Re: Suggestion for new pattern item like %bxy

Roberto Ierusalimschy
> 2017-02-15 12:35 GMT+02:00 Egor Skriptunoff <[hidden email]>:
>
> > Delimiters are usually part of the container, not part of the payload.
> >
> > In real life you are usually throwing away all packing materials
> > of all the thing you have bought, isn't it?

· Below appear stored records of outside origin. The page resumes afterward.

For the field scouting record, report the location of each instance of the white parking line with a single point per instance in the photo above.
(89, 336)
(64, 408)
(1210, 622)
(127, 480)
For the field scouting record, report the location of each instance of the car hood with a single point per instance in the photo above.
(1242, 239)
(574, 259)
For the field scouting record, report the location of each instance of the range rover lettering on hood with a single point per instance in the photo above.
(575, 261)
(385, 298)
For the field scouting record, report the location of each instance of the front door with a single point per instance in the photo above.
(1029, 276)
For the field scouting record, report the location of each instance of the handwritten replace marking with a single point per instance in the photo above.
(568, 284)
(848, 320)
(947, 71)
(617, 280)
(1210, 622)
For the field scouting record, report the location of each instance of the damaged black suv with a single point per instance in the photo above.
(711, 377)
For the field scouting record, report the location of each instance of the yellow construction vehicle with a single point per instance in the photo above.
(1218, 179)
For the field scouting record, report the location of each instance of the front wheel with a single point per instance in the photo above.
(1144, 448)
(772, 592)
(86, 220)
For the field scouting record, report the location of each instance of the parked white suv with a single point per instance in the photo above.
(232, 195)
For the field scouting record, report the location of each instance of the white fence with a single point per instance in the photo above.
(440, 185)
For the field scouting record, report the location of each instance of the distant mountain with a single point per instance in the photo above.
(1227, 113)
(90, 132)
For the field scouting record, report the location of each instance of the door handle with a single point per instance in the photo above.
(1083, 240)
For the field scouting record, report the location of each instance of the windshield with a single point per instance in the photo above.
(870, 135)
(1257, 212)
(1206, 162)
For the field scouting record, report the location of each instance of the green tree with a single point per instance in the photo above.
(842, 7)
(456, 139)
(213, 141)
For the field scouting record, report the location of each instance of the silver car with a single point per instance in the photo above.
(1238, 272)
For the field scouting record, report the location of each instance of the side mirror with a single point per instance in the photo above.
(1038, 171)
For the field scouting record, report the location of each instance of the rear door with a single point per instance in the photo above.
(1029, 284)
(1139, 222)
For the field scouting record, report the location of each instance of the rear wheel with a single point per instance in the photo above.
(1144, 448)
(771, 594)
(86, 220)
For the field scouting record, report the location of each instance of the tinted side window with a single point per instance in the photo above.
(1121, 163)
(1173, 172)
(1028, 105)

As Jorome already pointed out, %b and %B are not on the same foot. You
guys are actually comparing '%B' with '(%b)'. Again repeating Jerome,
a '%B' would be a new class of beast that matches *and* captures,
something that does not currently exist in Lua.

-- Roberto

Reply | Threaded
Open this post in threaded view
|

Re: Suggestion for new pattern item like %bxy

Soni "They/Them" L.


On 15/02/17 12:47 PM, Roberto Ierusalimschy wrote:

>> 2017-02-15 12:35 GMT+02:00 Egor Skriptunoff <[hidden email]>:
>>
>>> Delimiters are usually part of the container, not part of the payload.
>>>
>>> In real life you are usually throwing away all packing materials
>>> of all the thing you have bought, isn't it?
> As Jorome already pointed out, %b and %B are not on the same foot. You
> guys are actually comparing '%B' with '(%b)'. Again repeating Jerome,
> a '%B' would be a new class of beast that matches *and* captures,
> something that does not currently exist in Lua.
>
> -- Roberto
>
I read this as "you should use LPeg".

To OP: You should use LPeg.

--
Disclaimer: these emails may be made public at any given time, with or without reason. If you don't agree with this, DO NOT REPLY.


Reply | Threaded
Open this post in threaded view
|

Re: Suggestion for new pattern item like %bxy

Luiz Henrique de Figueiredo
In reply to this post by Dirk Laurie-2
Dirk Laurie said:

> Mine is more typically a case where the source string is being parsed,
> e.g. I wish to go from
>
> y = a * ( b + c * ( d - e )) + f
>
> to
>
> t1 = d - e
> t2 = b + c * t1
> y = a * t2 + f

Here is a program that I've used to generate linear code for arithmetic
expressions. It is a recent incarnation of the one described in the
first journal paper on Lua <http://www.lua.org/spe.html> some 20 years ago!
Start reading at "Another unusual facility provided by fallbacks is the
reuse of Lua's parser".
--lhf

local MT={}
local V={}
local N=0

local function var(name)
 local t={name=name}
 V[name]=t
 _G[name]=t
 return setmetatable(t,MT)
end

local function S(a)
 if type(a)=="table" then return a.name else return a or 0 end
end

local function arithfb(a,b,op)
 local i=op .. "(" .. S(a) .. "," .. S(b) .. ")"
 if V[i]==nil then N=N+1; V[i]=var("t"..N,N); print(V[i].name ..'='..i) end
 return V[i]
end

local t={"add", "sub", "mul", "div", "unm", "pow"}
for i,v in next,t do
 MT["__"..v]=function (a,b) return arithfb(a,b,v) end
end

local function vars(s)
 for x in string.gmatch(s,"(%w+)") do var(x) end
end

vars"x,y"
return 2/3*x +(x^2-y^2)/(3*(x^2+y^2)), 2/3*y-2*(x*y)/(3*(x^2+y^2))